Shortly before 10 p.m. in Cairo's working-class neighborhood of Shubra this week, streets were packed with shoppers bargaining with vendors.
As other north African cities go quiet after 10 p.m., much of Cairo comes to life with the din of car horns, the cries of street hawkers and music blaring from Nile pleasure boats.
Across Africa's biggest city, buzzing air conditioners cool shoppers and bright lights beam onto rows of mannequins wrapped in children's clothes, women's headscarves or gaudy underwear.
Families stay out late and babies can often be seen slumped asleep on the shoulders of window-shopping parents.
Many visitors enjoy the buzz of a city that comes to life in the cool of the night. Cairo's governor is less impressed.
"Who said Cairo is a night city?" said the governor, Osama Kamal. "If you mean tourism, tourism facilities are exempt from the decision. All countries in the world have a specific closing time for shops.

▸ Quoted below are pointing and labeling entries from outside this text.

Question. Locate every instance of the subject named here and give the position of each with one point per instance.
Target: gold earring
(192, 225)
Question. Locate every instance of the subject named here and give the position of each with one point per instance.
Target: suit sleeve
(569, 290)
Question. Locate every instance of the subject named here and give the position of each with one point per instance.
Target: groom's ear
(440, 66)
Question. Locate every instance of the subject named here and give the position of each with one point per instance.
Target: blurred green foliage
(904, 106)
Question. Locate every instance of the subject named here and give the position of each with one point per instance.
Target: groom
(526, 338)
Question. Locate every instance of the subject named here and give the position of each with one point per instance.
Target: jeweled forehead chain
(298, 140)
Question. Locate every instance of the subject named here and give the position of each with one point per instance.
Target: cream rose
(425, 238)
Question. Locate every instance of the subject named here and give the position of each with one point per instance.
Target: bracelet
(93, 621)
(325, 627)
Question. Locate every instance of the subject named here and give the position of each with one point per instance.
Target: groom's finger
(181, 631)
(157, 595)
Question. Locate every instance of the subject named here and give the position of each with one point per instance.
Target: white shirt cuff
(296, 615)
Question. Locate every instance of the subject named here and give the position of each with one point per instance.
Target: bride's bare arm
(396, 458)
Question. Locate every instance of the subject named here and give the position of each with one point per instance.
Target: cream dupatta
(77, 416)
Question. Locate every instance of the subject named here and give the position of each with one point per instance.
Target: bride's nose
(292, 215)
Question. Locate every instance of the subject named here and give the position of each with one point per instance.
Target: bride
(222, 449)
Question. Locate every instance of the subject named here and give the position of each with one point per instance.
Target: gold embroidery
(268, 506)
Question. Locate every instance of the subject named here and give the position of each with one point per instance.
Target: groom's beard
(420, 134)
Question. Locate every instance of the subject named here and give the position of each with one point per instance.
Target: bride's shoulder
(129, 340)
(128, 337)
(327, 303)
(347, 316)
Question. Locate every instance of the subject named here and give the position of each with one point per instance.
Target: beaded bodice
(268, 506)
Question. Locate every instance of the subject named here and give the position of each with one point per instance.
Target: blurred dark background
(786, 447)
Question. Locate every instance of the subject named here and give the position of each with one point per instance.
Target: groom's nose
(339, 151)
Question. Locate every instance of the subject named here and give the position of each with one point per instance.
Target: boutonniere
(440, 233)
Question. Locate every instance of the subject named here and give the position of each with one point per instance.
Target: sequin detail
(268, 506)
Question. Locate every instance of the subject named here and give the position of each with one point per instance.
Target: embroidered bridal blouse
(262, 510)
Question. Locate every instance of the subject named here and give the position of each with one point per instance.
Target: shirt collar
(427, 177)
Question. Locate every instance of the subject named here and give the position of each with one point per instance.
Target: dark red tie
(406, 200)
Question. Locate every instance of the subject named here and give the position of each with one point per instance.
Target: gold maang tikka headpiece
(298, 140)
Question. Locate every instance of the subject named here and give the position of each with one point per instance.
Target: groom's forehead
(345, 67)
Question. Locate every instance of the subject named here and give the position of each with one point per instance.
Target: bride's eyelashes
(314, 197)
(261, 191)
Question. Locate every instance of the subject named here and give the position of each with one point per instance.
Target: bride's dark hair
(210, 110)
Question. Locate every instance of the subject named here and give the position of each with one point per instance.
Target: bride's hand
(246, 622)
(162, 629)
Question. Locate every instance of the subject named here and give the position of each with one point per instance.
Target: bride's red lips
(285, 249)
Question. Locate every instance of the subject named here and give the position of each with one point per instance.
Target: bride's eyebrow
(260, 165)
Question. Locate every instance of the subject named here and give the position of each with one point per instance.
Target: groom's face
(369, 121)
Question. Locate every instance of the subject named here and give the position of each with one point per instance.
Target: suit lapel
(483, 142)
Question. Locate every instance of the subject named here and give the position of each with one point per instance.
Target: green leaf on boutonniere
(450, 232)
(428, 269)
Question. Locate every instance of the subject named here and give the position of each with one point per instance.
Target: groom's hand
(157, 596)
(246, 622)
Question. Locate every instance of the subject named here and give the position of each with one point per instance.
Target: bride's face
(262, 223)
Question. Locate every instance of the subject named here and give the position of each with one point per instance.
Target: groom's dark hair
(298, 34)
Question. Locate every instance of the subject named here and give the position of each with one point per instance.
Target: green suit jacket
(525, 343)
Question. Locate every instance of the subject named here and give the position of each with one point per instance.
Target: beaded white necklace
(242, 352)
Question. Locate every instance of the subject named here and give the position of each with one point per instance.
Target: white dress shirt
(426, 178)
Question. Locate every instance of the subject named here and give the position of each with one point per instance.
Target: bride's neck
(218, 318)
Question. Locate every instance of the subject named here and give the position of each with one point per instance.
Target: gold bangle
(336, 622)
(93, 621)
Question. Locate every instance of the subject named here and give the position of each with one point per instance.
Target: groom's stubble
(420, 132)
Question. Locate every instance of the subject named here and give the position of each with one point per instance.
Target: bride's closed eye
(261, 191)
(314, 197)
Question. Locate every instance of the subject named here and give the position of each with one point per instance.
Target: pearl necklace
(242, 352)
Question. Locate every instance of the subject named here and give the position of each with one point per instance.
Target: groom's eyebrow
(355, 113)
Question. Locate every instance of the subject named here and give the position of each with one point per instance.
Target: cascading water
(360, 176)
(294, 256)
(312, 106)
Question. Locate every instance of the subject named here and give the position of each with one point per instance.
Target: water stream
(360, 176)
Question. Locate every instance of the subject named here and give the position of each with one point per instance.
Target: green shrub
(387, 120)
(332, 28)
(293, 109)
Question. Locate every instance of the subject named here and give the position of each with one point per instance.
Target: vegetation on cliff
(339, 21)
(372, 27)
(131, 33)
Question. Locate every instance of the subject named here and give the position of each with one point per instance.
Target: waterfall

We aren't inventing something new."
He said Egyptians should go to bed early and wake up early so the country can focus on boosting productivity.
"You can't expect the guy who stays in the street till 3 a.m to wake up early and work," he said. "There needs to be order."
Kamal estimates that predecessors in his job have changed the rules on the hours of Cairo commerce eight times, but the regulations were only rarely enforced.
On Tuesday, the first working day after the Eid al-Adha holidays, police will begin handing out fines to any owner of a shop open after 10 p.m. and to cafes and restaurants that stay open past midnight, said Kamal.
After a second fine, the government might withdraw an offending shopkeeper's license. The rules would not apply on weekends or holidays.
Success with the plan would suggest the new government of Islamist President Mohamed Mursi, the winner of Egypt's first free and fair elections for the leadership, was marking a clear break with its unaccountable predecessors.
Failure would suggest official foot-dragging and popular hostility to the police continue, setting a bad precedent for more vital reforms such as streamlining a bloated bureaucracy, cutting energy subsidies and rationalizing taxation.
Some say the government is setting itself up for a fall with the new rules on shop closures.
It relies on a police force that has yet to regain full authority over the population since last year's uprising, which was driven partly by anger at a security establishment that routinely deprived citizens of their basic rights under Mubarak.
The government says the earlier closing times will save up to $6 billion annually.
Energy consumption is heavily subsidized by the state, but the cost has soared and the government needs to slash energy spending to balance its books and secure a $4.8 billion loan which it is seeking from the International Monetary Fund.
However, critics argue the government has chosen to fight the wrong battle.
"It is unrealistic because the police will not be able to force the shops to close," said Nabil Abdel Fattah from the al-Ahram Center for Political and Strategic Studies. "It shows that those who proposed this are not qualified. They lack competence."
Ahmed el Wakeel, head of the General Federation of Egyptian Chambers of Commerce, said the government had not waited for his organization's opinion before deciding on the shop closures.
One economist said that what the government saves in energy costs could be lost elsewhere.
"It will have a negative effect on trade and will increase recession and unemployment as a result of cutting shifts," said economic expert and professor Hamdy Abdel Azim.
"When sales decline, profits will decline, taxes will decline and the losses will be with the state treasury."